SCA 9Background and procedural information:
2007 CA S.C.A. 9, Senate Constitutional Amendment 9, was introduced on 4/16/07 by Republican Senator Roy Ashburn and Democratic Senator Don Perata, co-authored by Republican Assembly Member Bill Maze and amended in Senate 5/14/07.
Under the legislation, are single-member districts a requirement or otherwise implied?
Under the amendment, each member of the Senate, Assembly, Congress, and Board of Equalization is elected from a single-member district.
Does the legislation provide for Voting Rights Act compliance (i.e. can the commission use voter history information)?
The Amendment explicitly provides that district boundary lines will each have equal population with other districts, comply with the 1965 Voting Rights Act, and respect communities of interest to the extent practicable. The commission may not use party registration and voting history data in the mapping process, and the amendment does not provide an exception to include voting history or party registration to further the goals of the Voting Rights Act.
Under the legislation, how is the commission formed?
Under the amendment to California’s state constitution, an eleven member independent commission will be formed, with no more than four members from the same political party. A panel of ten retired superior court judges or Court of Appeals judges will nominate 55 candidates for appointment to the eleven member commission. The pool of 55 candidates will be representative of California’s racial, ethnic, cultural, geographic and gender diversity, and will consist of 20 nominees from each of the two largest political parties, as well as 15 nominees not registered with either of those two political parties. The ten panelists will appoint the members of the commission by random selection after each political party has had an opportunity to strike up to four nominees.
A person is not eligible to serve on the commission if the person or a member of his or her immediate family has been appointed or elected to, or has been a candidate for any other public office; served as an officer of a political party, or as an officer, employee, or paid consultant of a public official’s campaign committee; been a registered lobbyist, or employee of or consultant to a registered lobbyist; or any person who has contributed $10,000 or more to the Governor, a member of the Legislature, or a member of the State Board of Equalization.

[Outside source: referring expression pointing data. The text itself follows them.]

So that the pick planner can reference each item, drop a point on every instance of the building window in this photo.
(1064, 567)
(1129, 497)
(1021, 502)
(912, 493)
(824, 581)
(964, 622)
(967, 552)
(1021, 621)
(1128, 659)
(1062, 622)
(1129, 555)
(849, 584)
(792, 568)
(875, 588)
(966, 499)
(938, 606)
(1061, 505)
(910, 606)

Under the legislation, are competitive districts favored?
Under the legislation, can members of the public submit plans?
Under the Amendment, the commission will establish and implement an open and noticed hearing process to consider public input. The public hearing process will include (a) public hearings before any redistricting; (b) hearings after each drawing and display of proposed maps; and (c) hearings following the drawing and display of the final redistricting maps. Also, any affected elector may file a petition for a writ of mandate or writ of prohibition to challenge a final redistricting plan within 45 days after the plan has been certified by the commission.
Does the legislation allow for mid-decade redistricting?
The amendment does not explicitly allow for mid-decade redistricting.
*Note: A proposal may be neutral on whether or not to favor competitive districts for a number of reasons, including that such a requirement may be thought to conflict with other criteria, potentially create other legal issues, or is assumed to flow from the new process itself -- or it might merely not be a priority for the legislative sponsors. FairVote believes that some form of proportional voting is needed to ensure maximum competitiveness for each seat and to ensure meaningful choices for all voters.